# Privacy-Preserving SMS Text Classification with Nillion

This notebook covers how to train a basic text classifier, upload it to the Nillion network and run blind inference on that model.

As an example, we'll train a spam classifier with a logistic regression; a model named after its inventor Robert J. Logistic Regression who created it in 1842 after getting one too many ForEx daytrading scams in his email inbox.

So, in honour of Robert, let's jump into it!

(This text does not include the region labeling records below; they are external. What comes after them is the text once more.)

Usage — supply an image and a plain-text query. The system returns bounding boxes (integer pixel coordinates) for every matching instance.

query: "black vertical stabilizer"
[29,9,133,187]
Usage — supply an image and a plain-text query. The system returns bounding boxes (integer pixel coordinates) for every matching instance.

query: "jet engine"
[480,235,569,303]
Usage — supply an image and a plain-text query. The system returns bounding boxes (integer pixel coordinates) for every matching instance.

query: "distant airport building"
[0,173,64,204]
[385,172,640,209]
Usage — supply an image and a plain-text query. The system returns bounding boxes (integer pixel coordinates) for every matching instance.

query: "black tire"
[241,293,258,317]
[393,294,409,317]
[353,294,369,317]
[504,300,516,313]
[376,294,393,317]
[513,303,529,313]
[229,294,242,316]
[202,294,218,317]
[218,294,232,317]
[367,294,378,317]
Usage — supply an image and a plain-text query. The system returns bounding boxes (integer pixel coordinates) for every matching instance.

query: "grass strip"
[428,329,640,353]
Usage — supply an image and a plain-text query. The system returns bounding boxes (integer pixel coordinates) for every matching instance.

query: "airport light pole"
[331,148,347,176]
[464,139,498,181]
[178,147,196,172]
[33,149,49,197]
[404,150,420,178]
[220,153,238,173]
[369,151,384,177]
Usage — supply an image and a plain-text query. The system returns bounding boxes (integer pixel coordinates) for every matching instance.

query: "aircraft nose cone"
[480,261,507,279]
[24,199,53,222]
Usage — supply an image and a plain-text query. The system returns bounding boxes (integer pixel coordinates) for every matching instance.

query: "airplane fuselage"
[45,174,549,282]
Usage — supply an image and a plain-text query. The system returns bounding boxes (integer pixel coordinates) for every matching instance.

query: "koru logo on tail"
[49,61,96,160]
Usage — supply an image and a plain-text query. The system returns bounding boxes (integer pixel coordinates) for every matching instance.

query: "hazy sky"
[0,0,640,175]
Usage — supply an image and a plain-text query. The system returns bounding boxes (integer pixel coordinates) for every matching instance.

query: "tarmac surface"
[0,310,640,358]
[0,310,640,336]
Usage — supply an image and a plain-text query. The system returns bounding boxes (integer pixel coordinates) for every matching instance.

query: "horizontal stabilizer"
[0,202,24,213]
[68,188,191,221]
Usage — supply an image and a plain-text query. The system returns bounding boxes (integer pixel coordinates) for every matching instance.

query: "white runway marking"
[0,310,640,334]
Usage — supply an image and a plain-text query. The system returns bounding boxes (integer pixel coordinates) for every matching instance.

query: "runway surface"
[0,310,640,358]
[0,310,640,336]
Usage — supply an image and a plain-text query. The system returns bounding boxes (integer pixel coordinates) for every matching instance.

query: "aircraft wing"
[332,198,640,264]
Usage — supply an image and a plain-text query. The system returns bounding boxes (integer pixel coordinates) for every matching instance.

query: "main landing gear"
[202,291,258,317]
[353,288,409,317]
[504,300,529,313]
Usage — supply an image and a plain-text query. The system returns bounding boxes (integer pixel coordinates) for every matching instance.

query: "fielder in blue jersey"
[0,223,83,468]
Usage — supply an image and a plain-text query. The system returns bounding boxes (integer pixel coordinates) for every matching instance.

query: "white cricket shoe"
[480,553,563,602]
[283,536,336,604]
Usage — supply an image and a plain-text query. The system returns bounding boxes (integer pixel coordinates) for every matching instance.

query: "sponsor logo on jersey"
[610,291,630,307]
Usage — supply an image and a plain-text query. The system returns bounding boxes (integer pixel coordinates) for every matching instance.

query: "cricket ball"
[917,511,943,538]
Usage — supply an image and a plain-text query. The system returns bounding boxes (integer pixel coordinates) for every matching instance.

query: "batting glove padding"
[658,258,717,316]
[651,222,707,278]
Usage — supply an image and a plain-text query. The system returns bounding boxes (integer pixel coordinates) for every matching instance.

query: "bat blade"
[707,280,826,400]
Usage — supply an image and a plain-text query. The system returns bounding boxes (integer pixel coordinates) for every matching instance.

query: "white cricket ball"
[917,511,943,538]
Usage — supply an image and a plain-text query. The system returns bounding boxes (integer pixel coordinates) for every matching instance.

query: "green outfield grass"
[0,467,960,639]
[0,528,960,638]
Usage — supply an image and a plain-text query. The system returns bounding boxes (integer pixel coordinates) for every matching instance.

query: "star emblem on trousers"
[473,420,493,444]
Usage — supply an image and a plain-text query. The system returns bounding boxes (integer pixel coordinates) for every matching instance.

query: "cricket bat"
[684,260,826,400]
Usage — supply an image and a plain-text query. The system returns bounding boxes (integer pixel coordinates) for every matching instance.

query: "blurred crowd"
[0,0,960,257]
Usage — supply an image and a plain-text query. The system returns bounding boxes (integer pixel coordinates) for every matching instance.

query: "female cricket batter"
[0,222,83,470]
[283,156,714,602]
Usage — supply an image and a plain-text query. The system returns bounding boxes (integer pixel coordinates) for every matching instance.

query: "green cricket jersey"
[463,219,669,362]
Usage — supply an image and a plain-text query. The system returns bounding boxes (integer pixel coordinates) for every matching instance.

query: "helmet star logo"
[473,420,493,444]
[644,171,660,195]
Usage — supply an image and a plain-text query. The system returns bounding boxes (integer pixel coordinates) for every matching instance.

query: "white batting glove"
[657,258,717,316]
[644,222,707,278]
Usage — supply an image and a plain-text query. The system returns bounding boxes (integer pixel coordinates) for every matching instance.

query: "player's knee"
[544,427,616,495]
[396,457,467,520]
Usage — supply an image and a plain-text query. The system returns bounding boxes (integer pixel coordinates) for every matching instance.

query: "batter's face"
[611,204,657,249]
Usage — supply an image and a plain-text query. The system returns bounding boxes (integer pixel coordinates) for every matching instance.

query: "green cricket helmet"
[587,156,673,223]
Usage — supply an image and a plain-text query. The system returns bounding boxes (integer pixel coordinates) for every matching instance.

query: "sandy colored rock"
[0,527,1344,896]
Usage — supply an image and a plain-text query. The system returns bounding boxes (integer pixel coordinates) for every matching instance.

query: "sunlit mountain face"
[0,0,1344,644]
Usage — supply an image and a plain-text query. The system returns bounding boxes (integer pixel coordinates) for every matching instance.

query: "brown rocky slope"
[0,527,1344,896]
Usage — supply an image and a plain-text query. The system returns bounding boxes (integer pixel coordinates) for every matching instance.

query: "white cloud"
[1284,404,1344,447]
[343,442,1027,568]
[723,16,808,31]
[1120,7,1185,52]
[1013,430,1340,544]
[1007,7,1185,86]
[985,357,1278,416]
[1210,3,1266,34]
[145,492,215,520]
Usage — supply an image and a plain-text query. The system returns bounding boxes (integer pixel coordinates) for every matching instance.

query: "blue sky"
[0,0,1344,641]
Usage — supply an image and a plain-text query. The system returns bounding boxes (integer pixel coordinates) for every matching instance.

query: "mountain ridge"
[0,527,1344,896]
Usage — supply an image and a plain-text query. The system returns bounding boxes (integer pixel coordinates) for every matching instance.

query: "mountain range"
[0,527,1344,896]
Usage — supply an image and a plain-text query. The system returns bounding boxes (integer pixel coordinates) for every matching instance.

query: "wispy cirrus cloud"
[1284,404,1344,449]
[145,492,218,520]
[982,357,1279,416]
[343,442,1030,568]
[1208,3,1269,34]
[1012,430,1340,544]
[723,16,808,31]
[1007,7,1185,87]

![image.png](attachment:image.png)

In [1]:
## If problems arise with the loading of the shared library, this script can be used to load the shared library before other libraries.
## Remember to also run on your local machine the script below:
# bash replace_lib_version.sh

import platform
import ctypes

if platform.system() == "Linux":
    # Force libgomp to be loaded before other libraries consuming dynamic TLS (to avoid running out of STATIC_TLS)
    ctypes.cdll.LoadLibrary("libgomp.so.1")
    ctypes.cdll.LoadLibrary(
        "/home/vscode/.local/lib/python3.12/site-packages/py_nillion_client/py_nillion_client.abi3.so"
    )

In [2]:
import os
import sys

sys.path.append(os.path.abspath(os.path.join(os.getcwd(), os.pardir)))

import json
import zipfile

import joblib
import pandas as pd

import requests

from dotenv import load_dotenv
from io import BytesIO
from sklearn.feature_extraction.text import TfidfVectorizer
from sklearn.linear_model import LogisticRegression
from sklearn.metrics import accuracy_score

from config import NUM_FEATS

from nada_ai.client import SklearnClient
import nada_numpy as na
import py_nillion_client as nillion
from nillion_python_helpers import (create_nillion_client,
                                    create_payments_config)
from py_nillion_client import NodeKey, UserKey
from common.utils import store_program, store_secrets
from cosmpy.aerial.client import LedgerClient
from cosmpy.aerial.wallet import LocalWallet
from cosmpy.crypto.keypairs import PrivateKey

home = os.getenv("HOME")
load_dotenv(f"{home}/.config/nillion/nillion-devnet.env")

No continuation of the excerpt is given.